On entend parler des mondes de demain. Les mondes de demain ne nous intéressent pas. Nous ne croisons pas les doigts. Non, surtout, nous ne croisons jamais les doigts. Nous faisons nôtre cette phrase du chorégraphe Merce Cunnigham : « La seule façon de le faire, c’est de le faire. » 
Et nous faisons. 
Comme beaucoup, nos convictions, notre joie et notre endurance ont été mises à l’épreuve. Nous nous sommes interrogés et nous interrogeons encore sur notre fonction, sur l’utilité d’un théâtre aujourd’hui, dans ce monde. L’incertitude est venue. Elle nous a permis de chercher ailleurs. Nous avons trouvé ici et là des éclaircies, des indices qui, sans dire exactement, disent quelque chose d’une direction. 

 

Ainsi ces mots de l’écrivain Haruki Murakami : 
« Mais alors, qu’est-ce que je dois faire? 
Danser, répondit l’homme mouton. Continuer à danser tant que tu entendras la musique. Tu comprends ce que je te dis? Danse! Continue à danser.
Ne te demande pas pourquoi.
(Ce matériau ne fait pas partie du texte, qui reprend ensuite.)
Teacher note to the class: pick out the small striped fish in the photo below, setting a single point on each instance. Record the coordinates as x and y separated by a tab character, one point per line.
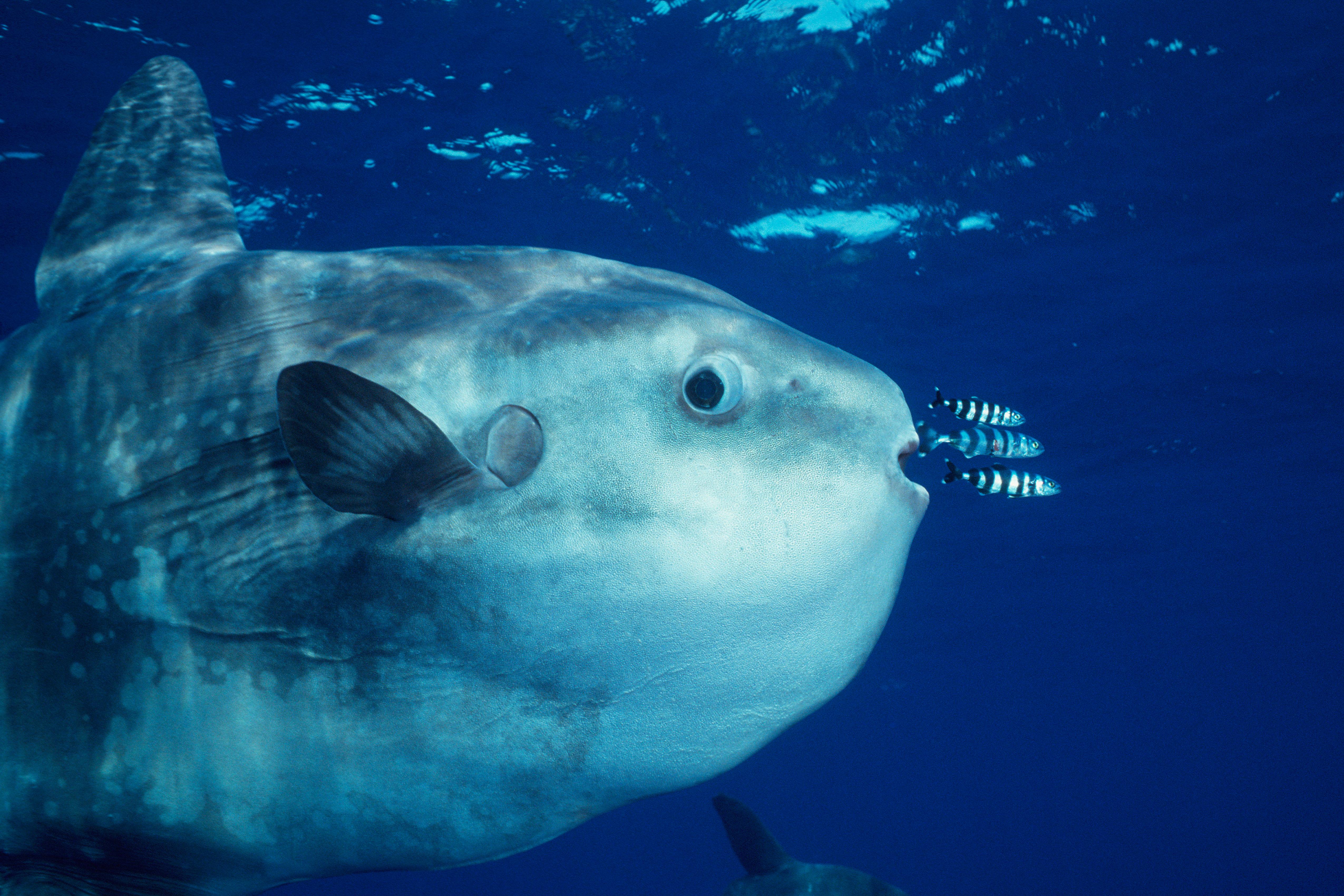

Il ne faut pas penser à la signification des choses. Il n’y en a aucune au départ. 
Si on commence à y réfléchir, les jambes s’arrêtent. Et si tes jambes s’arrêtent de danser, moi je ne pourrai plus rien faire pour toi. Tous tes liens disparaîtront. (...)
Même si tout te paraît stupide, insensé, ne t’en soucie pas. Tu dois continuer à danser en marquant les pas. Et dénouer peu à peu toutes ces choses durcies en toi, un tout petit peu au début. 
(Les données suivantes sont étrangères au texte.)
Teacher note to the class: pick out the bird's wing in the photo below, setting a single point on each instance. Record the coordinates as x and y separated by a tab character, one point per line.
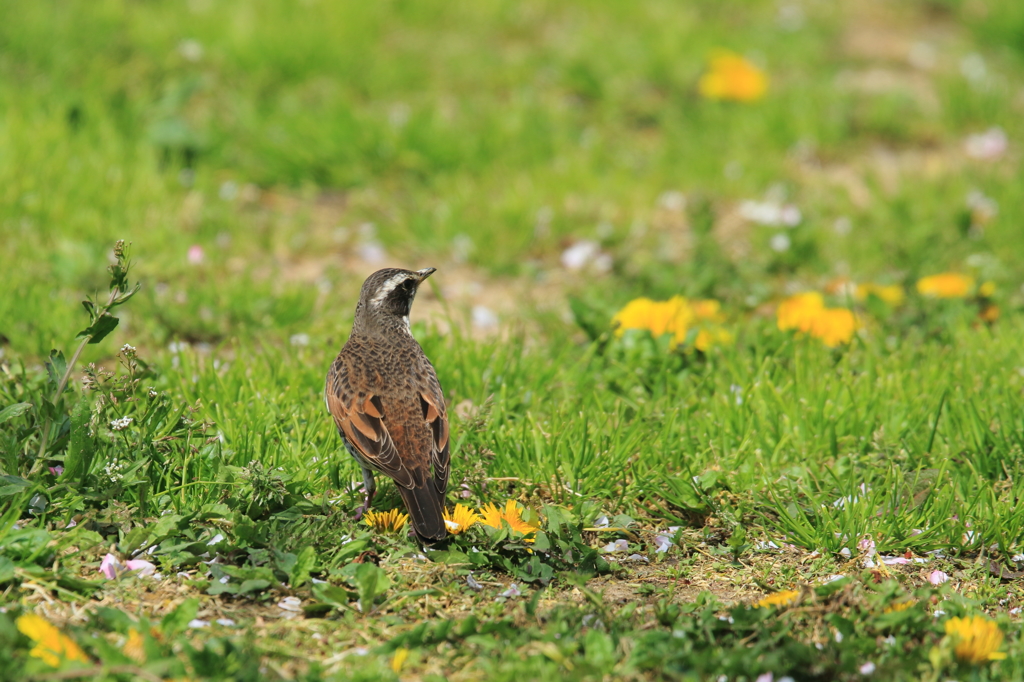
432	401
360	419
Utilise tout ce que tu peux. Fais de ton mieux. Il n’y a rien dont tu doives avoir peur. Tu es fatigué, c’est sûr. Tu es fatigué et tu as peur. Ça arrive à tout le monde. Tu as l’impression que tout va de travers, que le monde entier se trompe. Et tu t’arrêtes de danser... 
Mais il n’y a rien d’autre à faire que danser, poursuivit l’homme mouton. Et danser du mieux qu’on peut. Si tu fais ça, alors peut-être pourrai-je t’aider moi aussi. Voilà pourquoi il te faut danser.
DANSE. DANSE TANT QUE LA MUSIQUE DURERA ». 


Nous vous donnons rendez-vous en 2021 au bord des plateaux.